American movie cameras and projectors (1920–1960)

The Revere Camera Company was started in 1920 by Samuel Briskin, who also started Wollensak Recorders and Opticals.

==History==
The Revere Camera Company was founded in the early 1920s in Chicago, Illinois, as the Excel Auto Radiator Company by Ukrainian immigrant Samuel Briskin. Built for Excel – and designed by Alfred S. Alschuler, the manufacturing facility was located at 320 E. 21st St., Chicago, Illinois. They started making budget 8 mm movie cameras in 1939 through a subsidiary run by Briskin's sons, such as the Revere 88 Movie Camera and the Revere 85 8mm Projector. That company was later merged into Excel Auto Radiator Co., which then changed its name to Revere Camera Co. The Revere name is taken from the Revere Copper Company.

In November 1952, Revere purchased the nearby Atwell Building – also designed by Alfred S. Alschuler – at 221 E. Cullerton St., Chicago, Illinois – and operated machinery on four of the building's eight floors. In the 1950s, the company was the second largest manufacturer of small movie cameras in the United States. In order to grow that business further the company took over their primary lens and shutter supplier, New Jersey-based Wollensak Optical Co. The Revere brand name had become synonymous with budget cameras; soon after the take-over, Wollensak models appeared that were almost identical mechanically to the standard Revere models but had better lenses, more stylish casing, and sold for a premium price.

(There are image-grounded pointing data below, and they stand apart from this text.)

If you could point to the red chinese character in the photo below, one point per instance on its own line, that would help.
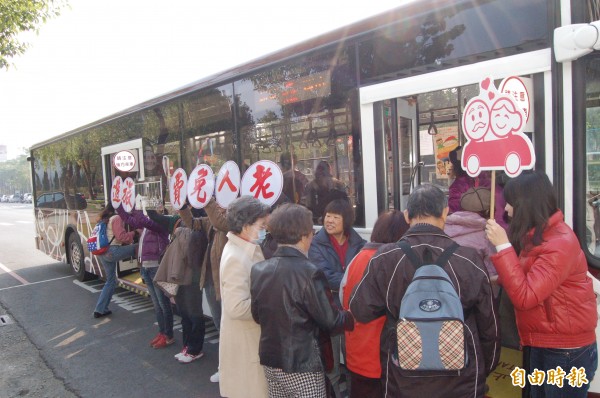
(127, 193)
(177, 188)
(260, 185)
(199, 183)
(116, 191)
(227, 180)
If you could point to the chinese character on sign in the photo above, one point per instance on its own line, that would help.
(179, 181)
(128, 194)
(227, 180)
(200, 186)
(518, 377)
(261, 185)
(228, 184)
(177, 186)
(264, 181)
(115, 192)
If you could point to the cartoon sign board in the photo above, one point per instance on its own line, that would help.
(228, 183)
(263, 180)
(493, 124)
(178, 189)
(115, 192)
(201, 186)
(128, 194)
(521, 90)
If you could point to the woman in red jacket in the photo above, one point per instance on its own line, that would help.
(362, 344)
(543, 269)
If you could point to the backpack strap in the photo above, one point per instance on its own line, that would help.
(446, 254)
(410, 253)
(417, 262)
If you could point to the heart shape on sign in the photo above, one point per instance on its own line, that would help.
(486, 83)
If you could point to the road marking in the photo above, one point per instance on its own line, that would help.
(35, 283)
(14, 275)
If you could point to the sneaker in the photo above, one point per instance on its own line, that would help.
(182, 353)
(100, 314)
(187, 358)
(155, 339)
(163, 341)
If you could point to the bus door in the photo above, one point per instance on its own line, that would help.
(410, 126)
(396, 123)
(125, 160)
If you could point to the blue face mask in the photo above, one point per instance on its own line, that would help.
(262, 233)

Revere started manufacturing tape recorders in the early 1950s. That side of the business never became an important part of the company's output.

Revere, starting probably in the 1950s, produced a rotary grinding hand tool similar to the Dremel Moto-tool. The Revere-O-Matic was a 0.55 ampere model that operated at 15,000 r.p.m. (Model No. RG-1). The tools that attached to its collet are compatible with the Dremel tool. The standard product included a table mount and a system for duplicating objects, adaptable to the Dremel without modification.

Samuel Briskin was diagnosed with inoperable cancer in 1960 and sold the company to 3M for $17 million (equivalent to $ million in ).